Brenda... are you SURE you want all this info public? 
Lots of personal info here..

I removed your phone and address. Your free to put it back up but I would recommend keeping some of this stuff a bit more private. It's up to you.

Thanks.


----------



## Brendakeen (Oct 30, 2006)

*I Don't Mind*

I am not a person who believes in secrecy - I am who I am!!!!!!!!!!!

Thanks for looking out for me. 

In the Silicon Valley, there are lots of us who worked very hard to develop expertise in areas, and when the management discovered Chinese and Indian engineers who would work for 1/4 or less of what we would work for, we became toast!!!!!!!

I had moved into Sales and Marketing, so I "abandoned" the technology before others did. But I know that a lot of my friends and compatriots moved into construction at the same time I did - it is impossible to outsource a building design!!!!!!!!!!! 

But I speak for the technical brain trust of Silicon Valley when I say that if we, as the US , outsource the "intelligence" that we have, we are losing ground as a country and as a people.


----------



## Mike Finley (Apr 28, 2004)

ummm, why do you need a mentor?


----------



## Brendakeen (Oct 30, 2006)

*Electrician work is DIFFERENT*

Building codes, the ability to see where to pull a wire from when all avenues appear to be closed, etc - is a REALLY different world from making circuits work on the bench. 

I have a great deal of respect now for the electricians of the world - and I believe that after the EE profession is done being ravaged through jobs being sent to other countries, that the knowledge will stay in its basic form through the good, hard working electricians in the world.


----------



## Brendakeen (Oct 30, 2006)

*Be proud of who you are*

And what you know......... you guys are GREAT and represent the future of the US.


----------



## skymaster (Oct 23, 2006)

uH oh Brenda is being REALLY NICE she wants something ROFLOMAO:whistling:thumbup::laughing::clap::notworthy
JackM
yeah we luvs ya Brenda


----------



## ron schenker (Dec 11, 2005)

In a perfect world..Mdshunk would be my mentor


----------



## Brendakeen (Oct 30, 2006)

*I have read and learned from a lot of MD's posts*

In a way, he IS also my mentor!


----------



## theman (Dec 25, 2003)

*Brendakeen*

Brenda Whats up, resume 14 positions in 21 years ?


----------



## mdshunk (Mar 13, 2005)

theman said:


> Brenda Whats up, resume 14 positions in 21 years ?

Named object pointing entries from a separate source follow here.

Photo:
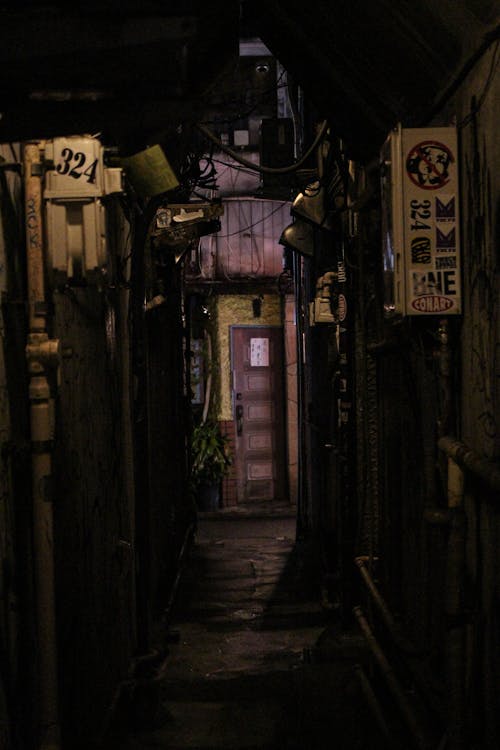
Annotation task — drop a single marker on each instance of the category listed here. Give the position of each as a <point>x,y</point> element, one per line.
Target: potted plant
<point>210,461</point>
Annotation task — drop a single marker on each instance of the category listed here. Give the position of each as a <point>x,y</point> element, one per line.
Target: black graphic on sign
<point>446,262</point>
<point>75,165</point>
<point>446,241</point>
<point>445,210</point>
<point>435,282</point>
<point>421,250</point>
<point>428,163</point>
<point>432,303</point>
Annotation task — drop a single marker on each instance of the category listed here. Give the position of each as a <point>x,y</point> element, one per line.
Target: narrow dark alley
<point>250,670</point>
<point>250,375</point>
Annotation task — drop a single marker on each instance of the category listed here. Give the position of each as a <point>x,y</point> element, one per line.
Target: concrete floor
<point>244,674</point>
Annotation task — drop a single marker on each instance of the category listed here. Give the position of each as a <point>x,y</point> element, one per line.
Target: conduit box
<point>421,222</point>
<point>75,214</point>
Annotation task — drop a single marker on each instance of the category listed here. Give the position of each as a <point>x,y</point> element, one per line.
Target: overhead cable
<point>258,167</point>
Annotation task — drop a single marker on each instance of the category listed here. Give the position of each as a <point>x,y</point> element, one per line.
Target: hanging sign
<point>431,221</point>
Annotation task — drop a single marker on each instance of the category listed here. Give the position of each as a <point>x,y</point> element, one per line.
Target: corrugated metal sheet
<point>247,245</point>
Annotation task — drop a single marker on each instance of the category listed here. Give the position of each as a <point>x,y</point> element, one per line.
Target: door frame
<point>283,400</point>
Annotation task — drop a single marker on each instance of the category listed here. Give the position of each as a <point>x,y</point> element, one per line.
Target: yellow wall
<point>237,310</point>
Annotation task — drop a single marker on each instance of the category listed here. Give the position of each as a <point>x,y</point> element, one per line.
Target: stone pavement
<point>244,675</point>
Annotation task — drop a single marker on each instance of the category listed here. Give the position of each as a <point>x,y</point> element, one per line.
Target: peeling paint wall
<point>237,310</point>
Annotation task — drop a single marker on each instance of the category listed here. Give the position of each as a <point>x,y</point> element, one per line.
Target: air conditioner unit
<point>420,222</point>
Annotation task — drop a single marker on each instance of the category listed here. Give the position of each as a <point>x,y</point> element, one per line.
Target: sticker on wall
<point>421,250</point>
<point>259,352</point>
<point>342,308</point>
<point>428,164</point>
<point>445,209</point>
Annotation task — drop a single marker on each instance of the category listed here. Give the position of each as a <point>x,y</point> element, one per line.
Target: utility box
<point>421,222</point>
<point>75,214</point>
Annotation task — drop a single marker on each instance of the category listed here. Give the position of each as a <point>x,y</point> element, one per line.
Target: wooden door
<point>258,409</point>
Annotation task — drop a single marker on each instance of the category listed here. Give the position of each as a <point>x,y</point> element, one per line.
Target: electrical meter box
<point>421,222</point>
<point>75,214</point>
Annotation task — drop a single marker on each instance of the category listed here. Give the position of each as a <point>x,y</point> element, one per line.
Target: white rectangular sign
<point>431,221</point>
<point>259,352</point>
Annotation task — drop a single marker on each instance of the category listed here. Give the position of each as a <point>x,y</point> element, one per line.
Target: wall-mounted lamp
<point>257,306</point>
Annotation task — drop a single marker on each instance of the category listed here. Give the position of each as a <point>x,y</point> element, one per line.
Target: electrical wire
<point>477,106</point>
<point>258,167</point>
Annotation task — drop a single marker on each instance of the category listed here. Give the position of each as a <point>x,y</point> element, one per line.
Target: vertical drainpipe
<point>41,354</point>
<point>454,608</point>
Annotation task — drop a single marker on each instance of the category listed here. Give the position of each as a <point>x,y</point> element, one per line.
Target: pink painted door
<point>258,410</point>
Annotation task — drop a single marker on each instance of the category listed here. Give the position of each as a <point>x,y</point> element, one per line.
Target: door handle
<point>239,419</point>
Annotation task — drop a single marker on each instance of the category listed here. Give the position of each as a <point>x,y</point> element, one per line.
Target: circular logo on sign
<point>428,164</point>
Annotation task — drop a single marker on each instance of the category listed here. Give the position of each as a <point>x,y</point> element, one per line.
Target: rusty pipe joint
<point>42,352</point>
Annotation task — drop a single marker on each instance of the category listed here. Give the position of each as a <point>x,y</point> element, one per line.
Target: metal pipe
<point>466,458</point>
<point>454,610</point>
<point>417,734</point>
<point>377,597</point>
<point>41,353</point>
<point>411,655</point>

No, it's actually more than that. She left out all the "...do you want fries with that?" jobs. 

theman... do you have some open position that you're hiring for?


----------



## Brendakeen (Oct 30, 2006)

*I had a startup addiction*

Is there a 12 step program for that? 

ipDialog ran out of money - then hired me back three years later as a consultant, Berkana was 18 months late on the product and cut staff, DEC's StrongARM division was acquired by Intel, and Galileo was acquired by Marvell - where my then (and now ) Ex husband was Director of Business Development. 

Shogee ran out of money.............lets see, who else? 

Startups were cool, a real ride, but not so fun when funds ran dry.


----------